L’État contrôlera vos corps et c’est tout

Bien ironiquement, la place des femmes dans le projet politique de Donald Trump n’a pas été mentionnée tout au long de la campagne. La seule mesure spécifique les concernant est celle voulant stopper les subventions gouvernementales aux établissements de santé pratiquant l’avortement. L’État contrôlera vos corps et c’est tout. Parce que dans la tête de Donald Trump, comme dans ses conversations de vestiaires, les femmes n’existent que dans cette zone du désir. Elles sont périphériques à l’action et grâce à leur casting de l’attente et à leur volonté sexuelle trouble, on peut disposer d’elles comme d’un banc public. Le non-respect de l’intégrité physique ou morale d’un individu est une atteinte magistrale aux libertés fondamentales que le candidat républicain se propose de défendre. Mais ça, monsieur Trump va peut-être avoir le temps d’y réfléchir longuement. En prison?

Celui qui a fait campagne sous le thème de l’anti-politically correct a visiblement atteint le seuil de tolérance des Américains cette semaine.
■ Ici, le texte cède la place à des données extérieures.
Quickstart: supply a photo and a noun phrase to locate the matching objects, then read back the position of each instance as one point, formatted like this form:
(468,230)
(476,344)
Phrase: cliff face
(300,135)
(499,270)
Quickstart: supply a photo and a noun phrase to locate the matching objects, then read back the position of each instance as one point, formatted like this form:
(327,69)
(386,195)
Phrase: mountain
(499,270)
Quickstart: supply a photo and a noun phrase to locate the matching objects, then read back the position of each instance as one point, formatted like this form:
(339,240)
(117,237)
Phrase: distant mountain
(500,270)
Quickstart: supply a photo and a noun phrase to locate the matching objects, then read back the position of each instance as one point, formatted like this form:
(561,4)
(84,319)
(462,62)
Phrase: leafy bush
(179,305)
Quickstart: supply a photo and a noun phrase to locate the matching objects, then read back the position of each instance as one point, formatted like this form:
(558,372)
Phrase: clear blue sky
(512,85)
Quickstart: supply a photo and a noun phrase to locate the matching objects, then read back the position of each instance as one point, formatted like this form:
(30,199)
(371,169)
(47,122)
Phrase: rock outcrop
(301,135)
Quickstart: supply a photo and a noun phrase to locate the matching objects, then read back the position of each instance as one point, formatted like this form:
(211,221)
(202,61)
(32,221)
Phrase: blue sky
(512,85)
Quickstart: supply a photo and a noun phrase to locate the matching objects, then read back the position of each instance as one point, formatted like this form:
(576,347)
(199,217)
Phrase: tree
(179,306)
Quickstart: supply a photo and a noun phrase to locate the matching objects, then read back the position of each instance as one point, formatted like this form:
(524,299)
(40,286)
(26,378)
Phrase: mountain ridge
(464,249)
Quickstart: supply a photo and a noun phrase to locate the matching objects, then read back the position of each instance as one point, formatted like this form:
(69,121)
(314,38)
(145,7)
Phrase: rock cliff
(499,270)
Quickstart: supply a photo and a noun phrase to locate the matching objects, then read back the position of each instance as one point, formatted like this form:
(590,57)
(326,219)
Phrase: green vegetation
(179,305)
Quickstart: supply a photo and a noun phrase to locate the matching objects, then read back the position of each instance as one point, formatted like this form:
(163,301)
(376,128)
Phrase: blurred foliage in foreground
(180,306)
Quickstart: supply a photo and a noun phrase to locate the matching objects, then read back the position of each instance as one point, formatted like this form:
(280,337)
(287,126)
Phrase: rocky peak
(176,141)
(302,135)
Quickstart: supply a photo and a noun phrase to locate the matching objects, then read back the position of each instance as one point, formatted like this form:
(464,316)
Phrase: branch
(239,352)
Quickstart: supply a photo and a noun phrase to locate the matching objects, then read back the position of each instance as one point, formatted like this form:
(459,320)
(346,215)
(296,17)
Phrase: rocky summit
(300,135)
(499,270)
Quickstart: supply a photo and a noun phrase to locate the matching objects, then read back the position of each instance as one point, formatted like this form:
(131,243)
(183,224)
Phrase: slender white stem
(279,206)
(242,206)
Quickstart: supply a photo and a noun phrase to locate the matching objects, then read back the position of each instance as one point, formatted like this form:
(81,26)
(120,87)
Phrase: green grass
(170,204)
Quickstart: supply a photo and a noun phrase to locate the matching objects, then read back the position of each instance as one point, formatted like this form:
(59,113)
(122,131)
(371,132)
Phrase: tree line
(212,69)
Les femmes se mobilisent : les hashtags #NotOkay et #pussygrabsback ont été tweetés plus d’un million de fois. La ligne téléphonique d’aide aux victimes d’agressions sexuelles National Sexual Assault Hotline a connu une augmentation de son achalandage de 33% de vendredi à dimanche. Sur les médias sociaux, les photos et les messages de femmes qui répondent par le vote aux allégations d’agressions sexuelles de Donald Trump se multiplient.

Des femmes.

Des femmes-sujets qui votent et qui portent plainte.

Ce sont les femmes qui vous feront tomber, monsieur Trump.

La question de la violence contre les femmes est un enjeu de premier ordre. Les femmes ne voteront pas pour Clinton parce qu’elle est une femme. Les femmes voteront pour Clinton afin que vous et votre vision misérable des femmes ne s’approchent pas de la présidence des États-Unis.

Isabelle Montpetit est comédienne, autrice interdisciplinaire et militante féministe.
Les positions exprimées dans cette lettre ouverte ne reflètent pas nécessairement la position éditoriale de Ricochet.